- The paper presents GRN integrating hierarchical binary quantization, global non-causal refinement, and entropy-guided sampling to address inefficiencies in diffusion and AR models.
- Detailed ablation studies show GRN achieves competitive FID scores and near-lossless reconstruction with as few as four quantization rounds on ImageNet.
- GRN’s adaptive refinement mechanism dynamically allocates computational steps, ensuring efficient synthesis across both image and video modalities.
Generative Refinement Networks: A Next-Generation Paradigm for Visual Synthesis
Motivation and Limitations of Existing Methods
Prevailing visual synthesis methods are dominated by diffusion models, especially transformer-based approaches, which achieve compelling results in image and video synthesis via iterative denoising of continuous representations. However, these models suffer from computational inefficiency due to their uniform allocation of inference steps for all samples, independent of sample complexity. Autoregressive (AR) models, while inherently adaptable to complexity via sequential token likelihoods, are limited by the quantization error of discrete representations and unmitigated accumulation of generation errors—issues exacerbated by strictly causal or masked decoding.

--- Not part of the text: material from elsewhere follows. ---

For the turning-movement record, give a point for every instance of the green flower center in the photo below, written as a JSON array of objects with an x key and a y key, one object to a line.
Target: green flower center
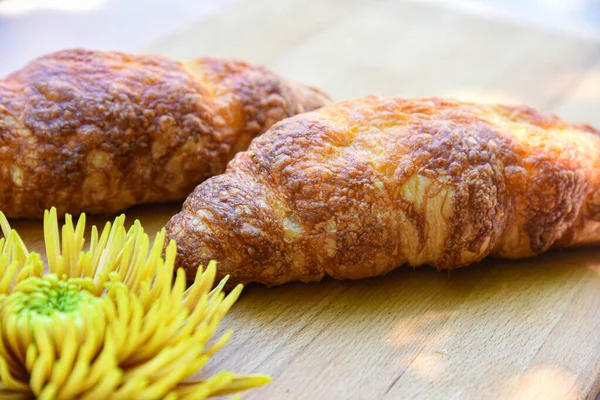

Generative Refinement Networks (GRN): Core Framework
The Generative Refinement Network (GRN) paradigm addresses the computational, representational, and optimization deficiencies inherent in both diffusion and AR models. GRN integrates three principal innovations:
- Hierarchical Binary Quantization (HBQ) enables high-fidelity, near-lossless discrete representation of images and videos by exponentially suppressing quantization error with layered, bitwise encoding.
- Global Refinement Mechanism allows non-causal, iterative revisitation of the entire token map, supporting erasing, filling, and retroactive correction of errors, thus overcoming error propagation of standard AR models.
- Entropy-Guided Complexity-Aware Sampling dynamically allocates refinement steps based on predicted token entropy, enabling adaptive computational cost to sample complexity with negligible quality loss.
Hierarchical Binary Quantization as Lossless Discrete Tokenizer
HBQ operates on continuous VAE-encoded features, recursively partitioning the value space with a binary tree over M rounds of coarse-to-fine quantization. Each round produces a bit, progressively refining the recovered image or video and rapidly decaying quantization error, theoretically achieving losslessness as M increases.
Figure 1: Each VAE feature undergoes several rounds of hierarchical binary quantization, with exponential decay in quantization error.
Empirical results indicate that with as few as four HBQ rounds, rFID drops to 0.56 on ImageNet at 256×256—substantially outperforming prior continuous and discrete tokenizers at equivalent or higher compression ratios.
Figure 2: Visualization of hierarchical quantization and progressive reconstruction for M=4.
Ablation studies further demonstrate that the 8-round HBQ matches continuous baselines without increasing latent channel count, establishing HBQ as the state-of-the-art in discrete latent tokenization for visual generation.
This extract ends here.